16.2 However, the Company shall take appropriate steps to try and resolve the customer’s concerns through the below procedure:
- Receipt of Complaint:
- Customers can submit their complaints regarding data privacy and protection by contacting the Company through designated complaint handling channels.
- Complaints can be submitted through email, phone, or in writing to the dedicated complaint handling department or officer.
- Acknowledgment of Complaint:
- The Company acknowledges the receipt of the complaint promptly, typically within one business day.
- The acknowledgment may be sent via email or in writing, confirming that the complaint has been received and is being reviewed.
- Investigation and Resolution:
- The complaint is assigned to a qualified staff member responsible for handling complaints and resolving issues related to data privacy.
- The staff member investigates the complaint thoroughly, gathering all necessary information and reviewing relevant records and documents.
- Communication and Updates:
- Throughout the investigation process, the Company maintains regular communication with the complainant, providing updates on the progress of the investigation.
- The complainant is kept informed of any significant developments, including the estimated time-frame for resolving the complaint.
- Resolution and Remedial Actions:
- Once the investigation is complete, the Company determines an appropriate resolution for the complaint.

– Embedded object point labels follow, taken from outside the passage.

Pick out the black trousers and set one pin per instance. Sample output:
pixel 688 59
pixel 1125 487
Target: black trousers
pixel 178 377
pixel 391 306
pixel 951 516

- If a violation of data privacy policies or regulations is identified, remedial actions are taken promptly to rectify the issue and prevent recurrence.
- The complainant is informed of the resolution and any actions taken to address the complaint.
- Final Communication:
- The Company provides a final response to the complainant, outlining the findings of the investigation and the resolution reached.
- The response may be sent via email or in writing, ensuring it is clear, concise, and addresses all relevant concerns raised in the complaint.
- Escalation:
- If the complainant is not satisfied with the resolution provided, they have the option to escalate the complaint.
- The Company designates an escalation point or appeals process for complainants seeking further review of their complaint.
- The escalation process ensures a fair and impartial review by a designated authority within the organization.
- Closure and Documentation:
- Once the complaint is resolved or escalated, the Company ensures that all relevant documentation, correspondence, and records related to the complaint are appropriately filed and retained for future reference.
- Closure of the complaint is communicated to the complainant, confirming that the matter has been addressed and resolved to the best of the organization’s ability.
17. CONSEQUENCES OF BREACH
17.1 The Company treats data breaches and violations of the Data Privacy Policy with utmost seriousness.
17.2 In the event of a data breach, the company will promptly initiate an incident response process to contain and mitigate the breach, assess the impact, and restore the security of customer data.
17.3 Appropriate disciplinary actions will be taken against employees or third parties found to have violated the Data Privacy Policy, which may include disciplinary measures, termination of contracts, or legal action, as deemed necessary.
17.4 The Company will also comply with any legal obligations related to data breach notifications, including notifying affected individuals and relevant regulatory authorities as required by applicable laws and regulations.
18. CUSTODIANSHIP
The Board of Directors is the overall owner of this policy.
19. REVIEW
19.1 The Company regularly reviews and updates its Data Privacy Policy to ensure it remains accurate, relevant, and compliant with applicable laws and regulations.
19.2 The policy review includes an assessment of the effectiveness of data protection measures, identification of potential risks and vulnerabilities, and the incorporation of industry best practices.
19.3 Updates to the Data Privacy Policy will be communicated to customers through appropriate channels, such as the company website or direct communication.